I biglietti li compravamo alla sede della Roma che stava al circo massimo, era un palazzo che faceva angolo, ci andavamo il lunedi mattina o il martedi non mi ricordo bene. Prendevamo il tramvetto da piazzale del Verano e arrivavamo li verso le due del pomeriggio, poi nel 1972 la Roma fece la tessera Junior Club così i biglietti noi ragazzini li pagavamo di meno

All’epoca la Roma non vinceva quasi mai, mi ricordo che l’allenatore era Oronzo Pugliese, poi venne il mago Helenio Herrera che ci fece vincere la coppa italia, conoscevo i nomi di tutti i giocatori della Roma, conoscevo il nome dell’allenatore e del presidente.

Oggi non so chi sia il Presidente della Roma, non conosco l’allenatore, i giocatori fanno tutti schifo tranne uno, e la Roma è diventata la Rometta.

Quando ero piccolo io, allo stadio ci portavamo le pagnottelle e giocavamo a carte aspettando la partita, ci divertivamo allo stadio.
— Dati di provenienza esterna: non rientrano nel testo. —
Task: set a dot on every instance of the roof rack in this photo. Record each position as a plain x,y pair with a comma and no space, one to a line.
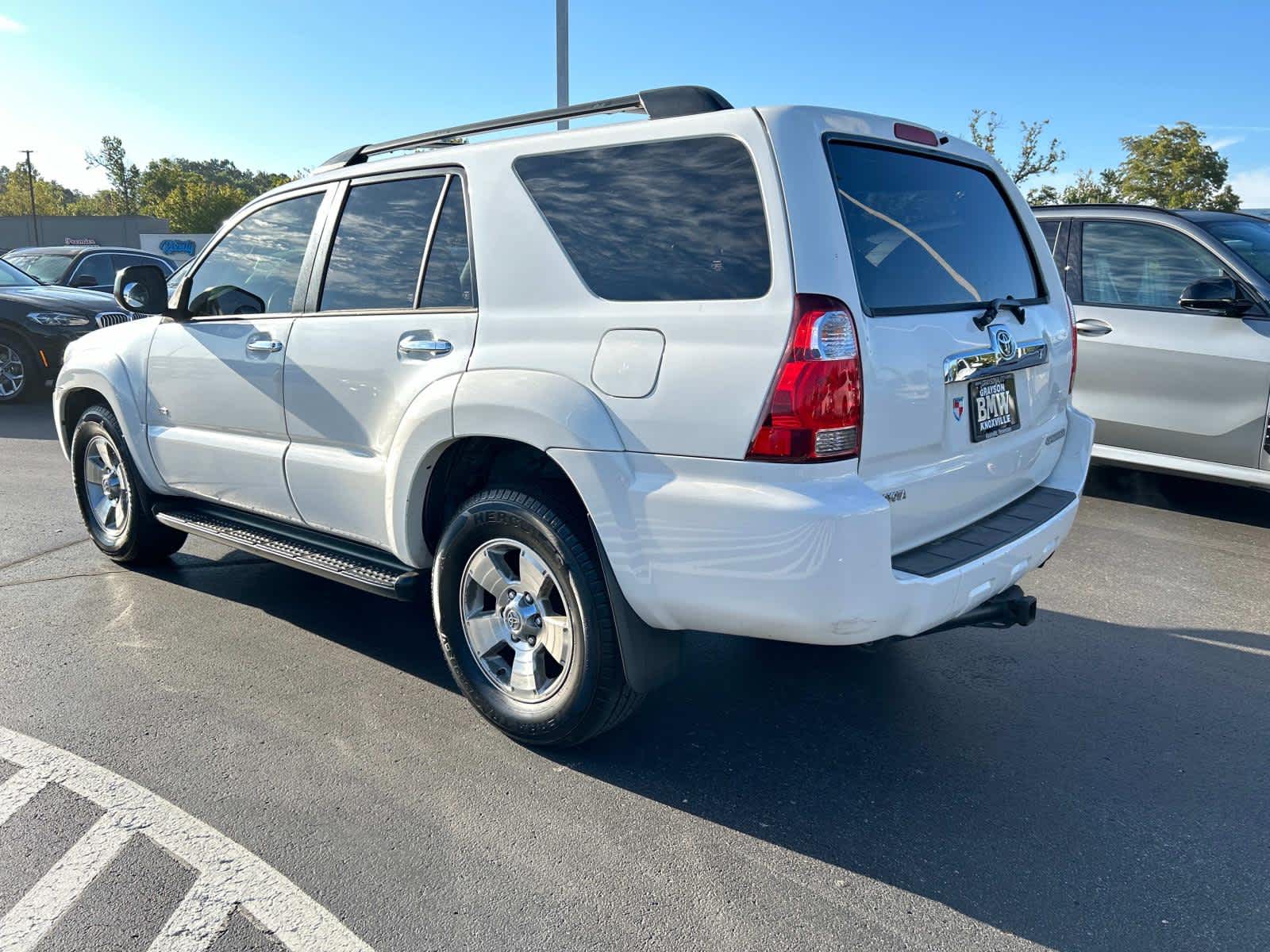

Di quella Roma lì non è rimasto più niente, ma era meglio arrivare sesti con Oronzo Pugliese o con Gigi Radice che con uno sfigato perfetto sconosciuto.

Quando andavo allo stadio io, scrivevamo viva Roma abbasso Lazio.
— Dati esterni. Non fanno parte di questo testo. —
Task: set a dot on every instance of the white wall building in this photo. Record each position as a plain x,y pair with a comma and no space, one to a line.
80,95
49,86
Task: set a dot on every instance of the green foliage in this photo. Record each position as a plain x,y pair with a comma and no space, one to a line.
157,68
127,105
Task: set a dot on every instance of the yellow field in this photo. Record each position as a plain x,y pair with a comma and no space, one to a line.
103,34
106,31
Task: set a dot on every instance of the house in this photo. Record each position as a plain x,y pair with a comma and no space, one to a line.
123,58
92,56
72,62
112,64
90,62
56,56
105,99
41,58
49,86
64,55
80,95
Quando andavo allo stadio io, c’era Dante.

2 COMMENTI

  1. ciao faster,
    io al contrario tuo allo stadio ci andavo da piccolo e ci vado pure adesso. solo che quando ero piccolo io tu eri già pischello (sono di metà dei 70).
    ma anche quando ero piccolo io lo stadio era senza copertura etc. etc.
    il tuo racconto non fa una piega. anzi no, un paio di pieghe le fa e ci terrei ad appiattirle 🙂
    1) la roma non è di una banca: semplicemente la roma è partecipata da una banca, ma la banca è l’azionista di minoranza.
    2) la roma non è la rometta, o meglio: prima, quando tu eri piccolo, la roma era più rometta di adesso, solo che era un altro mondo ed anche un altro calcio, quindi sembrava tutto più bello. e forse lo era.

    sempre forza roma,
    ale

  2. Hai descritto un calcio che purtroppo non c’è più, che per età anagrafica non ho vissuto ma che tutti quelli “più grandi” mi raccontano con un po’ di nostalgia…
    Il calcio e lo stadio, si dice, è lo specchio della società in cui viviamo, senza valori, senza ideali, si è tutto trasformato in business e della passione è rimasto ben poco. Immagino che questo sia uno dei motivi, probabilmente non l’unico, che ti abbia portato ad altri interessi. Come sempre un ottimo post.